Die Laufzeit sollte entsprechend ebenfalls kurz gewählt werden, um bei einem Zinsabfall möglichst schnell zu den günstigeren Zinsen zu wechseln. Falls das Zinsniveau während der Laufzeit fällt, kann man sich unter Umständen auch mit einem Forward Darlehen helfen und die günstigen Zinsen reservieren. Außerdem besteht für Darlehen nach zehn Jahren Laufzeit ein gesetzliches Sonderkündigungsrecht, das man ebenfalls nutzen kann, um zu einem günstigeren Darlehen zu wechseln, falls die Zinsen während der Laufzeit sinken.
Hintergründe zum aktuellen Zinsniveau
Die Ursache, dass das Zinsniveau aktuell so niedrig ist, liegt in der Zinspolitik der EZB. Derzeit wird der Leitzins, der Einfluss auf alle Zinsen innerhalb Europas hat, von der Europäischen Zentralbank auf einem Rekordtief gehalten. So soll es wirtschaftlich stagnierenden Volkswirtschaften innerhalb Europas ermöglicht werden sich zu erholen, indem vermehrt investiert und so letztlich die Wirtschaft angekurbelt. Die – sehr vereinfacht dargestellte – Intention dabei ist: Wer sich billig Geld leihen kann tut dies und investiert es in neue Projekte und schafft somit Bedarf an neuen Gütern. Der Konsum und die Nachfrage werden gesteigert und dadurch letztendlich auch die Produktion. Diese Überlegungen gelten nicht nur für Unternehmen, sondern auch für Privatleute.
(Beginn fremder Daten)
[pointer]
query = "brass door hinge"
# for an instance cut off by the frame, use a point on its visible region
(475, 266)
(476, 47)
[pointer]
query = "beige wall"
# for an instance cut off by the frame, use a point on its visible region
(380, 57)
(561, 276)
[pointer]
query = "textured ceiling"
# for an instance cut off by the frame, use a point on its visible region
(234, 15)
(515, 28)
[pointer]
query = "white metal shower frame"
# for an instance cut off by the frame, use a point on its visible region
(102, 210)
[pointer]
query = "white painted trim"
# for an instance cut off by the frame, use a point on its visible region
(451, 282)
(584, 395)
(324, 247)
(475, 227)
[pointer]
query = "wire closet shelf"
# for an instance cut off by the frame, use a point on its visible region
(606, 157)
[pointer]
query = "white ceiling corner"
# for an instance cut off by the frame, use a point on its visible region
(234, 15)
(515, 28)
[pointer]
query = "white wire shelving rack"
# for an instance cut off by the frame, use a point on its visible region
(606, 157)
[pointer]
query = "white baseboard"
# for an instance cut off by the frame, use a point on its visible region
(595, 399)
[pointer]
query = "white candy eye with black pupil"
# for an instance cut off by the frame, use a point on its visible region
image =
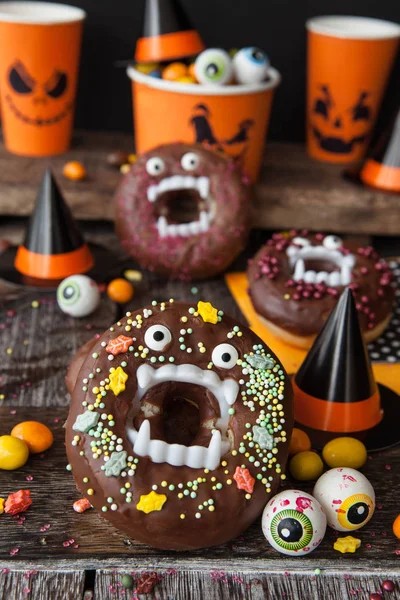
(190, 161)
(332, 242)
(301, 241)
(157, 337)
(155, 166)
(224, 356)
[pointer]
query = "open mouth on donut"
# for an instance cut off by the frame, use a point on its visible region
(183, 205)
(187, 407)
(317, 264)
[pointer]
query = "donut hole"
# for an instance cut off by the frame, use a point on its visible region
(180, 206)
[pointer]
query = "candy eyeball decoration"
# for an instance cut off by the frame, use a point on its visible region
(250, 65)
(78, 296)
(347, 498)
(294, 523)
(213, 67)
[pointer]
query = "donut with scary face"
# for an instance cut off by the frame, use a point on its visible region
(183, 211)
(179, 425)
(296, 279)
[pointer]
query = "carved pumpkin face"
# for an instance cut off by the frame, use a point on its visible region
(38, 102)
(337, 129)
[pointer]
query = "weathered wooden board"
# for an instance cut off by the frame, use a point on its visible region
(41, 585)
(293, 191)
(172, 584)
(52, 531)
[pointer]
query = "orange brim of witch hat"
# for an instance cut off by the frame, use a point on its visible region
(167, 33)
(53, 247)
(335, 392)
(382, 169)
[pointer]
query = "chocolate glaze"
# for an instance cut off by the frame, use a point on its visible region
(196, 256)
(273, 292)
(234, 509)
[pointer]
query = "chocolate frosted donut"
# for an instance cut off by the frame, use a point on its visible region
(183, 211)
(295, 281)
(179, 425)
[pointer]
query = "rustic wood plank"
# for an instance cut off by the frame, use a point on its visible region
(37, 344)
(240, 585)
(50, 525)
(41, 585)
(294, 190)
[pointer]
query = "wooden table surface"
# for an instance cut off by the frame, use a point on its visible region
(293, 191)
(55, 553)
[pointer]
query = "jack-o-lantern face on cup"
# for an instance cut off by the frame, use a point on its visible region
(39, 55)
(339, 132)
(348, 64)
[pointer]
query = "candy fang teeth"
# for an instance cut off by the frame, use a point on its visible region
(179, 182)
(183, 229)
(225, 391)
(298, 256)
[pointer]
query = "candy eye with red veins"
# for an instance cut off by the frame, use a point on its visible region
(225, 356)
(157, 337)
(190, 161)
(155, 166)
(332, 242)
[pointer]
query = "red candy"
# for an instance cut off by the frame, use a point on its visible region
(18, 502)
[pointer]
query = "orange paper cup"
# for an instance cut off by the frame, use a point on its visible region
(348, 65)
(39, 57)
(232, 119)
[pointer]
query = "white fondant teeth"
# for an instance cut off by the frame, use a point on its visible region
(177, 455)
(299, 270)
(180, 182)
(298, 256)
(225, 391)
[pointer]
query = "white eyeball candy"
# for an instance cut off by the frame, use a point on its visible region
(213, 67)
(78, 296)
(294, 523)
(347, 498)
(250, 65)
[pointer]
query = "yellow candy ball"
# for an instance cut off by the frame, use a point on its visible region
(345, 452)
(13, 453)
(306, 466)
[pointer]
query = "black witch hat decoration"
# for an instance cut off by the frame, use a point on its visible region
(53, 247)
(167, 33)
(382, 168)
(335, 393)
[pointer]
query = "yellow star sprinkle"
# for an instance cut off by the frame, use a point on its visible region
(347, 544)
(208, 313)
(117, 380)
(151, 502)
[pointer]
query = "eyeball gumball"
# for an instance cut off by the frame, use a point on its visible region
(294, 523)
(347, 498)
(250, 65)
(78, 296)
(213, 67)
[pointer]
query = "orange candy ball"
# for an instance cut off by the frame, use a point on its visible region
(299, 442)
(74, 170)
(174, 71)
(36, 436)
(120, 290)
(396, 526)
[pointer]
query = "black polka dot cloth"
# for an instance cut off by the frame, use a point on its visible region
(386, 349)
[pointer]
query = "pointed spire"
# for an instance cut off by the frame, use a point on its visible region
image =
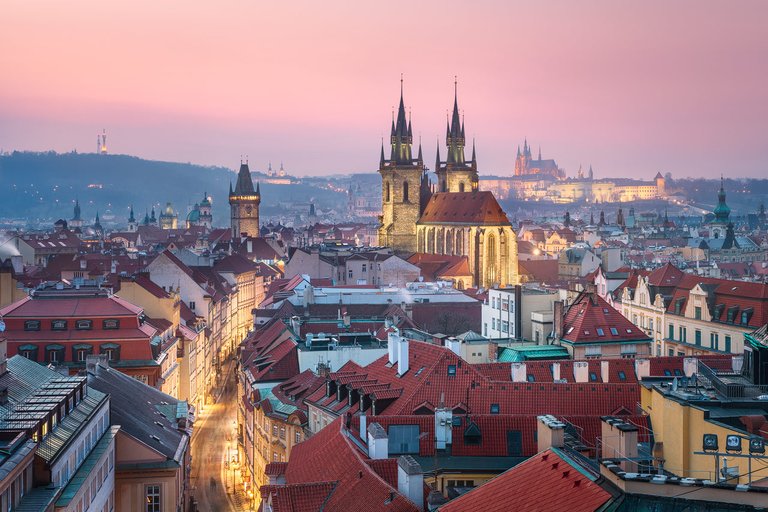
(382, 159)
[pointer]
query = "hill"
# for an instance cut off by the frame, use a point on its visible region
(41, 187)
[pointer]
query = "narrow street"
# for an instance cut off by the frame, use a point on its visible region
(210, 444)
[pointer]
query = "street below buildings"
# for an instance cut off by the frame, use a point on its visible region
(213, 442)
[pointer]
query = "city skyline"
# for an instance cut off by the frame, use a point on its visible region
(631, 90)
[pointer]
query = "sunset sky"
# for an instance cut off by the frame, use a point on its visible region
(631, 87)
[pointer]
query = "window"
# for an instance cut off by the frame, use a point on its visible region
(32, 325)
(153, 498)
(58, 325)
(84, 325)
(403, 439)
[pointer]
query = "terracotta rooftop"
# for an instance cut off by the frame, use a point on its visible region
(547, 481)
(474, 208)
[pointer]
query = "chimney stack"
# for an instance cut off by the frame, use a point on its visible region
(619, 442)
(519, 372)
(581, 371)
(550, 433)
(378, 442)
(410, 480)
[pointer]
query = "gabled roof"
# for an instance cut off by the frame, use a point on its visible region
(475, 208)
(592, 320)
(330, 456)
(547, 481)
(143, 412)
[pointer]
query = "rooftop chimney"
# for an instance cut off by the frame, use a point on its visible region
(642, 368)
(410, 480)
(402, 356)
(581, 371)
(378, 442)
(555, 371)
(605, 367)
(550, 433)
(619, 442)
(392, 341)
(519, 372)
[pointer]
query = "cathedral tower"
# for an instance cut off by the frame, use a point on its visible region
(456, 174)
(404, 186)
(244, 204)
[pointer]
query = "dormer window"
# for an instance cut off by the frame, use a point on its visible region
(84, 325)
(32, 325)
(58, 325)
(111, 324)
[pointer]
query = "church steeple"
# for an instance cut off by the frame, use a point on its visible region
(401, 138)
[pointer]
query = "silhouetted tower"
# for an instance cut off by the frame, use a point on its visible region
(244, 204)
(456, 174)
(404, 185)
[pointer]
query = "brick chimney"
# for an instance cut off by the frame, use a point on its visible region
(550, 433)
(558, 316)
(619, 441)
(519, 372)
(378, 442)
(410, 480)
(581, 371)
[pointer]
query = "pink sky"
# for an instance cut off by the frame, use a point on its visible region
(631, 87)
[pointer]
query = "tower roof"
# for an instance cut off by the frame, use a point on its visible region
(244, 185)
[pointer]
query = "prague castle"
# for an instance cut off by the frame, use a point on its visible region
(457, 219)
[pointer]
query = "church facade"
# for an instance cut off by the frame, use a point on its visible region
(457, 219)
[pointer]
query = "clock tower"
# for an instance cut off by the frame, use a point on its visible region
(244, 204)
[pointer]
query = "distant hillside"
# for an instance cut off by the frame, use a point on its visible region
(39, 187)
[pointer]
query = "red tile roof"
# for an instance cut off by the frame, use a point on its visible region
(476, 208)
(309, 497)
(331, 456)
(544, 482)
(590, 315)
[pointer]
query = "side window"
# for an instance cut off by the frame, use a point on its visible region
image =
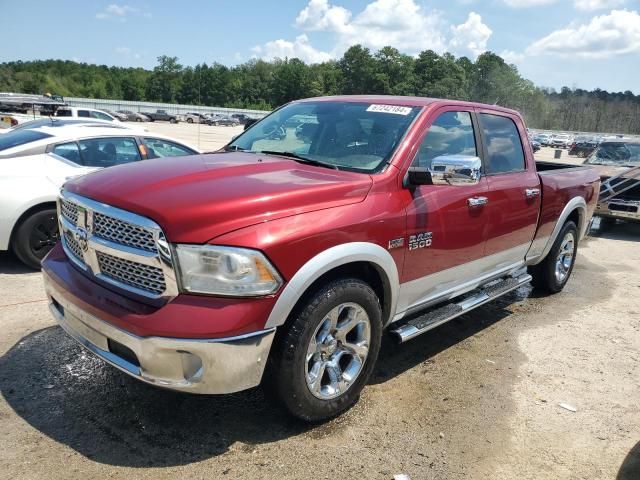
(503, 144)
(69, 151)
(450, 134)
(101, 116)
(158, 148)
(106, 152)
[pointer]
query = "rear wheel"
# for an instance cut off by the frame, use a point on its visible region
(326, 353)
(35, 237)
(552, 274)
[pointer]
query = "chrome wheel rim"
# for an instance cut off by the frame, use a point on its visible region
(565, 257)
(337, 351)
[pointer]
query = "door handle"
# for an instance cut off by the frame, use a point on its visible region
(477, 201)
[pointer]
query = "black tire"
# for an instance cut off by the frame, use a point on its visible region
(286, 373)
(35, 237)
(544, 274)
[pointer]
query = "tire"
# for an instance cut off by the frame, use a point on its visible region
(552, 274)
(310, 348)
(35, 237)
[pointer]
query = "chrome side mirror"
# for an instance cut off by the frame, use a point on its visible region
(457, 170)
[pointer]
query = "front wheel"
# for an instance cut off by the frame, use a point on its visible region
(552, 274)
(35, 237)
(325, 354)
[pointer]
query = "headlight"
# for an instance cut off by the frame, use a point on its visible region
(226, 271)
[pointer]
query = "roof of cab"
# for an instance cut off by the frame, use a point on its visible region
(407, 101)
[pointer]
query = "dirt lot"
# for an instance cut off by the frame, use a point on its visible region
(476, 398)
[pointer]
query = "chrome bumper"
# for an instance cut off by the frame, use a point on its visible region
(207, 366)
(618, 208)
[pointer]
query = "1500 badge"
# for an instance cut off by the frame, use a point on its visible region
(421, 240)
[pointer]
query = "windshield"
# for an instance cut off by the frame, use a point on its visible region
(20, 137)
(616, 153)
(351, 136)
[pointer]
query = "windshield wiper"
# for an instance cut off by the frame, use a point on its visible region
(233, 148)
(300, 159)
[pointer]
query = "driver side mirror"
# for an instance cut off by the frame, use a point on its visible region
(454, 170)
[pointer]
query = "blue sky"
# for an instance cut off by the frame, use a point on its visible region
(578, 43)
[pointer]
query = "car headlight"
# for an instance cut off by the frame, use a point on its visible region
(232, 271)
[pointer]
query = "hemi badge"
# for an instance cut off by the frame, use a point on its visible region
(396, 243)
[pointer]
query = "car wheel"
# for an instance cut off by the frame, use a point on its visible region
(552, 274)
(35, 237)
(324, 355)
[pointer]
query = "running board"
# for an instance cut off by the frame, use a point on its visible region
(438, 316)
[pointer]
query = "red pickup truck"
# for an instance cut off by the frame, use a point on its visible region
(283, 257)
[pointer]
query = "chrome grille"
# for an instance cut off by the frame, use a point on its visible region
(69, 210)
(124, 233)
(117, 247)
(144, 277)
(73, 245)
Die EZB beeinflusst aktiv die Zinsentwicklung Europas. So ist es nicht auszuschließen, dass in Zukunft die Zinsen auch wieder angehoben werden – wenn die Experten der Auffassung sind, dass dies der europäischen Wirtschaft zugutekommt. Steigt der Leitzins, steigen auch die Zinsen wieder. Darlehen und Kredite werden teurer. Da aber niemand mit absoluter Gewissheit eine Zinsprognose für die Zukunft abgeben kann, bleibt es bis zu einem gewissen Grad auch ein Glücksspiel, den richtigen Zeitpunkt für eine Finanzierung zu finden.
Aktuelles Zinsniveau in Baupläne einbeziehen?
So schön die Theorie ist, den perfekten Zeitpunkt für eine Baufinanzierung abzuwarten, in der Praxis kollidiert dieses Vorhaben häufig mit der Lebensplanung. Nicht immer kann man den Hausbau lange genug hinauszögern, um möglichst günstig finanzieren zu können. Denn schließlich möchte man ja in der eigenen Immobilie leben und nicht nur darauf warten endlich ins Eigenheim zu ziehen. Es ist daher häufig besser, die Baufinanzierung geschickt an das aktuelle Zinsniveau anzupassen und einen günstigen Anbieter zu finden, anstatt lange auf ein Zinstief zu warten. Für alle Bauwilligen befindet sich das Zinsniveau ohnehin derzeit glücklicherweise auf einem Tiefststand. Dennoch sollte man auch nichts überstürzen. Eine akribische Planung und eine Finanzierung die auf die persönliche finanzielle Situation abgestimmt ist, sind dennoch unabdingbar. Zudem sollte , man – unabhängig von der Höhe der aktuellen Zinsen – auch immer einen breiten Anbietervergleich durchführen, um eine gute Übersicht über mögliche Angebote zu erhalten. Wer also den richtigen Partner bei der Finanzierung findet, und diese dann geschickt an das aktuelle Zinsniveau anpasst, kann beruhigt den Schritt ins eigene Heim wagen.